Hill has also talked about wealthier fans having some type of "environment rooms" in which they watch games at home, places where they could simulate various NFL environments — although it's hard to believe anyone would try to mimic a bitter-cold day in Green Bay.
Already, people watch the NFL on phones, tablets, laptops and traditional TVs. ESPN's Jay Rothman, producer of "Monday Night Football," can envision a day when there will be separate broadcasts for hand-held devices that are distinctly different from those for television.
"I can see where Super Bowls would be produced differently for the phone, for computers and for television," Rothman said. "I don't think television is going to be the end-all, be-all feed.
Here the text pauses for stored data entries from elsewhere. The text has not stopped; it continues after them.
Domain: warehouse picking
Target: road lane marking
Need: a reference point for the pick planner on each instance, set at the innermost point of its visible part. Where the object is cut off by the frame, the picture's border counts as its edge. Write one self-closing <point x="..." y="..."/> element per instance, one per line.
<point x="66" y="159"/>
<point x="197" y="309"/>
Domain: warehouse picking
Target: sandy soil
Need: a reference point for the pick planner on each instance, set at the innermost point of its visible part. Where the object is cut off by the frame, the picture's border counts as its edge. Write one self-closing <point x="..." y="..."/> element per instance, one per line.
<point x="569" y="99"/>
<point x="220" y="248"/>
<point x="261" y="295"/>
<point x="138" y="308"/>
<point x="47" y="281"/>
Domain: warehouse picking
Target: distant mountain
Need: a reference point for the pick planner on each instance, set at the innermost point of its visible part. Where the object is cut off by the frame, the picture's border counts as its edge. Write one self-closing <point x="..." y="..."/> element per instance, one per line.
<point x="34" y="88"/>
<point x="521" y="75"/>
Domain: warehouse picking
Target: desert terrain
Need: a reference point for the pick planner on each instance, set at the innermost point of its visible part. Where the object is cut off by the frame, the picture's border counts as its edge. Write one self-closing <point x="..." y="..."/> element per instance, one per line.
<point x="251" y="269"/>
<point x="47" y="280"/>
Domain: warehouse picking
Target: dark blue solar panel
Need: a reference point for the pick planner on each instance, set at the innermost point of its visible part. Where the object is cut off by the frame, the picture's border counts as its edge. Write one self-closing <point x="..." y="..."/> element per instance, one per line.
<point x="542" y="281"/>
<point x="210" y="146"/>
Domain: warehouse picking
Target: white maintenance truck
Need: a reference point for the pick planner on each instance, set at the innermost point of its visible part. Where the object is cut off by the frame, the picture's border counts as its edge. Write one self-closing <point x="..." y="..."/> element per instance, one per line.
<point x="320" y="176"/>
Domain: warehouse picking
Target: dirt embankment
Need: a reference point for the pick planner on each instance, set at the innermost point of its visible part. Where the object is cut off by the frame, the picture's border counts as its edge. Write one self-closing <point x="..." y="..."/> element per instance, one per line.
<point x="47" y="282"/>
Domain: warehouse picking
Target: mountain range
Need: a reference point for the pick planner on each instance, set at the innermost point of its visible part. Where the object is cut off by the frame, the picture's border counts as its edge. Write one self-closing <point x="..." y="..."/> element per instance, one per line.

"Think about the size of the screen on your phone. Are you going to be able to see a game camera on a screen that size? The hand-held feed might just be low-angle, tight, close-up feeds to fit your screen."
The camera angle that Rothman says we'll see even more of in the coming years is the overhead shot from the so-called Skycam or CableCam that's suspended over the field by a web of wires. It's logical to think there might one day be two of those in games, one over the offense and the other over the defense. As it is, however, those devices are big enough to get in the way of a thrown or kicked ball.
This much we know: The number of TV cameras at games will continue to rise, until there are enough to capture every inch of the field and sideline from every conceivable angle.
Gaudelli thinks that, for some viewers, watching football at home will become more active than passive, with the experience becoming increasingly customizable. Even now in broadcasts that stream online, the networks allow viewers to pick from an array of camera angles.
In the coming years, Gaudelli said, viewers will be able to access statistics during the game, replay highlights, watch the game from the end zone, cable camera . . . wherever. Current NFL Ticket subscribers already can access stats and scores with a push of a button.
"I want TV to be passive; when I'm home I don't want to be producing a show," Gaudelli said. "But there's always going to be that group, and especially the younger generation, that may see it a different way.
"All the options will be there. You can continue to watch it the way you've watched your entire life, and 14-year-old Johnny will be able to watch it the way he wants to watch it."
Gaudelli also thinks that in a few years it will be possible to digitally erase players in near-real time, in order to get a better look at a play. That's done now by networks, but it can take anywhere from minutes to hours.
However, not everything about broadcasts is moving forward. When the NFL moved the umpire this season, bumping him from the middle of the defense to a spot behind the quarterback, it was a huge setback for TV.
Why? Because the umpire wore a microphone in games, allowing him to pick up the sound of the quarterback and defensive players making their calls at the line of scrimmage, and get the ambient noise of bodies colliding.
Broadcasts, Gaudelli said, "took a 20-year step backward when they moved the umpire. . . . From a pure television technological standpoint, right now we're so handcuffed that we're putting out sounds that are not remotely close to being state of the art in 2011. We don't have any sounds."
He said the league has allowed networks to experiment by putting microphones on the chest and back of the center, and that seems to work well. To this point, however, that isn't mandatory for teams, and teams aren't necessarily in favor of sending their audibles out on the airwaves.
Aside from that, this is the Golden Age for watching NFL games at home.
Could the Platinum Age be right around the corner?